A primary Study on the Dynamic Variation Characteristics of Urban Dew in Guangzhou, China

YE Youhua , ZHOU Kai, PENG Shaolin*

Abstract： Urban dew is one of the important importing water resources, however, information on the dynamic variation characteristics of urban dew is rare by far. The purpose of this paper is to study that through the field observation. Cloth-plate method was used and four typical urban landscapes were employed in Guangzhou city, China. It was found that the frequency of urban dew in April, July, October and January was 43%, 46%, 73% and 62%, respectively. Dew frequency and dew amounts changed from landscape to landscape, and nearly no similar dynamic rule was found. Dew amounts obtained in April (0.026 mm) and July (0.027 mm) were higher than those in October (0.014 mm) and January (0.017 mm). According to the max dew amounts, the highest value was found in January (0.073 mm), followed by July (0.066 mm), April (0.059 mm) and October (0.049 mm). Results indicated that the dynamic variation characteristics of urban dew were impacted by the urban landscapes, different urban landscapes and different collecting time exhibited different dynamic variation characteristics on dew frequency and dew amounts. The average dew amounts showed the order as following： Baiyun Mountain Forest Park>Fangcun Industrial Area>Tianhe Commercial Area>Zhongda Community. The differences of mean dew amounts between Baiyun Mountain Forest Park and other sites arrived at significant level,as well as the differences between Fangcun Industrial Area and Zhongda Community also reached significant levels. Autumn and winter were the possible fitting seasons for dew events to happen, and spring and summer were the possible fitting time for dew amounts to condense. The dew in urban areas is affected by both seasonal variation and functional area.

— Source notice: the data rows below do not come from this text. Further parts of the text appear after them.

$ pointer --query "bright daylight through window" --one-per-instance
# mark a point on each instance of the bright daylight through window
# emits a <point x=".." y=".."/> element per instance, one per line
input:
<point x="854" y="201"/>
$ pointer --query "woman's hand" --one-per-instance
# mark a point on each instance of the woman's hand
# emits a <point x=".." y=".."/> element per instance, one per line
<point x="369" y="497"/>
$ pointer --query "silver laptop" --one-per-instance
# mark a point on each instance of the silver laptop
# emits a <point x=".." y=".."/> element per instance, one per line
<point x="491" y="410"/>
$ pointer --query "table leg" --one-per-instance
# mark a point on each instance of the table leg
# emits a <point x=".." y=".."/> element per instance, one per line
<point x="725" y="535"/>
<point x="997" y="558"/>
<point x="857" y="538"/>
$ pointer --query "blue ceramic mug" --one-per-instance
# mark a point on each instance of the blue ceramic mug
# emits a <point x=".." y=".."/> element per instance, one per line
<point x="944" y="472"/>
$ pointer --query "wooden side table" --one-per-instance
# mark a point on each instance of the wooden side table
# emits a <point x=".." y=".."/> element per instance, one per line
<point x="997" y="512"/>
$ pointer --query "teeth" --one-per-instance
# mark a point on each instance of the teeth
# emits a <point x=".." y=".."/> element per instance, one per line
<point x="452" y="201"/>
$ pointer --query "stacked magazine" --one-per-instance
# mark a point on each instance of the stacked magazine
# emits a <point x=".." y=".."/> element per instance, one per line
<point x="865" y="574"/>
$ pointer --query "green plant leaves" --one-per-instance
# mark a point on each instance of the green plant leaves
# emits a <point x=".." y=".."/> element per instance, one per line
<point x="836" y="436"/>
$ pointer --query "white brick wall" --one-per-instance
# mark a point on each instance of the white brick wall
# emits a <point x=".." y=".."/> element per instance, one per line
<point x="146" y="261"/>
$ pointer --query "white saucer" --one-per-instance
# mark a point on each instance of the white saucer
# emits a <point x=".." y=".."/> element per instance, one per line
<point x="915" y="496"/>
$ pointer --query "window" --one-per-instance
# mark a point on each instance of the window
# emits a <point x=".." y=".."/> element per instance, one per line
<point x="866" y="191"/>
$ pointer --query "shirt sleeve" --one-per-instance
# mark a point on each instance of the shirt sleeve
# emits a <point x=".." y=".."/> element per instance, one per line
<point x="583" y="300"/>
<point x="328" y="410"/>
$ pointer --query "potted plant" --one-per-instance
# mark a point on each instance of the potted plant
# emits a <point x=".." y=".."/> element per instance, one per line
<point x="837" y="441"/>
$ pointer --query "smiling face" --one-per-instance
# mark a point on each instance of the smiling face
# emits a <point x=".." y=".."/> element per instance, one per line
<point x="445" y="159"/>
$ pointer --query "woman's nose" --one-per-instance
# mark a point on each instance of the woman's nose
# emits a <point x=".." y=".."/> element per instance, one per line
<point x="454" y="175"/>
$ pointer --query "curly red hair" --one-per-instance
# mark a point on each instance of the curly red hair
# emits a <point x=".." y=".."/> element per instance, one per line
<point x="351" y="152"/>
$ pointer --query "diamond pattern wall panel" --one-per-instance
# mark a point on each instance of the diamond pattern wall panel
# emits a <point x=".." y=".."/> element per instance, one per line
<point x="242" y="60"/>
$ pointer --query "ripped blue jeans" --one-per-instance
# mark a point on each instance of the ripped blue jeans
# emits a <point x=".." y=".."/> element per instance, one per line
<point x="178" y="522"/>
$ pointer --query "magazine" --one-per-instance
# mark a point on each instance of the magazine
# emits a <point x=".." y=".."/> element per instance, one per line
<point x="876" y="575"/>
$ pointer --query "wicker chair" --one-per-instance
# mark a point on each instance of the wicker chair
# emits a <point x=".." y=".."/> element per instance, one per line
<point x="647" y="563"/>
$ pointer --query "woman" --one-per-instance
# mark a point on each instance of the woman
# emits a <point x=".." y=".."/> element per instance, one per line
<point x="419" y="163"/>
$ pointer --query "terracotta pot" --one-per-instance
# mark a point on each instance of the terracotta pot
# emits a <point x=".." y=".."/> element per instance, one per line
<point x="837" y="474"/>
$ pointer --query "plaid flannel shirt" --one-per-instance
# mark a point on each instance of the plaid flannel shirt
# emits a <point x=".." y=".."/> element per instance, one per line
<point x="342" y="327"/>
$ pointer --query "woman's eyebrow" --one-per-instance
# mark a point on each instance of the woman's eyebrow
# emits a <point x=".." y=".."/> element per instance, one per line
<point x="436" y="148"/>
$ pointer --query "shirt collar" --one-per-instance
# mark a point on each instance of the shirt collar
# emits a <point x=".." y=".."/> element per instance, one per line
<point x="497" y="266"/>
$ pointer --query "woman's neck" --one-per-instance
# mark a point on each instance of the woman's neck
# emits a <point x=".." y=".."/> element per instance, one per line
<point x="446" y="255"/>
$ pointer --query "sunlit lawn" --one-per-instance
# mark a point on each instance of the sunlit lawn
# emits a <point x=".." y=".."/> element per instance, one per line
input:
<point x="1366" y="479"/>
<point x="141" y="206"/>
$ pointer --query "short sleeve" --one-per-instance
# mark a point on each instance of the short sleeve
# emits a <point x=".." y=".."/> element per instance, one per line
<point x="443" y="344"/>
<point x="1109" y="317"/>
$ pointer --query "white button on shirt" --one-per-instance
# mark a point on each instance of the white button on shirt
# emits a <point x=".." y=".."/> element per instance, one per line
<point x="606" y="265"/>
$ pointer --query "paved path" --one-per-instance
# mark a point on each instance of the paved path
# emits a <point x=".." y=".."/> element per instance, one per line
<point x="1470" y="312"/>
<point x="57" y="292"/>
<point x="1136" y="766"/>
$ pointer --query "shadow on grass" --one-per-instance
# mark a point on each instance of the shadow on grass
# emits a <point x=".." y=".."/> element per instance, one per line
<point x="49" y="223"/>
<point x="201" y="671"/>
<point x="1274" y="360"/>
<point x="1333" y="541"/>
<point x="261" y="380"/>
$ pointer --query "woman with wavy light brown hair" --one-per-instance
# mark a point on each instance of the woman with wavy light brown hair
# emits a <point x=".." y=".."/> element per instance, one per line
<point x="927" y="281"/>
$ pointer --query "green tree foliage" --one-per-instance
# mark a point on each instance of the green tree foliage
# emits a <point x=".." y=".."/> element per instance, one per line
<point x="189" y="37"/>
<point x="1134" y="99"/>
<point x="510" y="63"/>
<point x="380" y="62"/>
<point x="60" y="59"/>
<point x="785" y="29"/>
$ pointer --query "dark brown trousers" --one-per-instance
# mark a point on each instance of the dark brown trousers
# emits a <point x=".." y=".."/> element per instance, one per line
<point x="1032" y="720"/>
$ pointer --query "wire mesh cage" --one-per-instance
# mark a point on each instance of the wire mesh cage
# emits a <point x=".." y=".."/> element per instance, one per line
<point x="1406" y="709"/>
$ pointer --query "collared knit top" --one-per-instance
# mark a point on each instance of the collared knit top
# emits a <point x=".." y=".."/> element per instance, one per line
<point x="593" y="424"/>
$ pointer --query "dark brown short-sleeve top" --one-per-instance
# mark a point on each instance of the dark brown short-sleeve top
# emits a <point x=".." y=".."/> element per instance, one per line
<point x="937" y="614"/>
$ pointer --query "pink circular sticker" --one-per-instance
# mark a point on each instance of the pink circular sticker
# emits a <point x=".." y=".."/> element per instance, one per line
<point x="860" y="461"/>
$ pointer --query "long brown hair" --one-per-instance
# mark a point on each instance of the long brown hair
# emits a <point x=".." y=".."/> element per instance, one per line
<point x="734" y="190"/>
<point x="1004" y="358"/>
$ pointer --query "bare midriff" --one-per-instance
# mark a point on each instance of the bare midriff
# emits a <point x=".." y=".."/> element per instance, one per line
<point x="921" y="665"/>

Key words： urban dew; urban landscapes; dew frequency; dew amounts; dynamic variation

Dew is one of the common climatic phenomena in our surrounding, and the investigation and utilization have been undertaken over 200 years(Stone, 1957a). Though much work has been done before, it is still not familiar to us when comparing to other climatic factors such as temperature,precipitation, wind, etc., for the small quantity and indirect effect on human being. As one of the importing water resource, it was important for plants and microorganisms, and its ecological effects could not be ignored (Stone, 1957a, 1957b, 1963; Kume et al., 2001; Jackson et al., 1999; Csintalan et al. 2000;Kidron et al., 2002; Prado et al., 2007).

Nowadays more and more work on it has being done in semiarid and arid area, mountain and urban area, but these work behaved clear regional characteristics (Zangvil, 1996; Malek et al., 1999;Kidron, 1999; Kidron et al., 2000; Kidron, 2005;Richards, 2005; Ye et al., 2007). Though there is an increasing interest in the study of dew (Richards,2004), reports on the dynamic variation characteristics of dew were quite few (Ashbel, 1949; Yan et al., 2004;Liu et al., 1998; Zhou et al., 2002; Wang et al., 2006),especially in the non-arid city.

Profound changes in urban environment have occurred as a result of rapid urbanization, which has attracted worldwide attention. The condensation of urban dew would be impacted by the urbanization which would lead to a changing dew value. What kind of dynamic variation characteristics of dew will appear under the influence of urban climate? Which element is the main factor responsible for the variation of dew? Is the variation of dew similar among the urban landscapes? Knowledge about the dynamic characteristics is scarce. In order to answer these questions, more work should be done. In present study, the authors tried to analyze the dynamic variation characteristics of dew through field observation in Guangzhou City, China.

1 Studied area and methods

1.1 Studied area

Guangzhou city (112°57′～114°3′E, 22°26′～23°56′N) is a political, economic and cultural center of Guangdong Province, China (Fig.1), with a permanent population of 10.04 millions in 2008 and a total area of 3718.5 km2in urban area (Guangdong Provincial Bureau of Statistics, 2008). It has a subtropical oceanic monsoon climate with an average annual temperature of 21.7～22.9 ℃, and the average annual precipitation ranges from 1385.5 to 1619.5 mm. The city center is about 30 km far from the sea,and Pear River, one of the biggest rivers in China,crosses the city.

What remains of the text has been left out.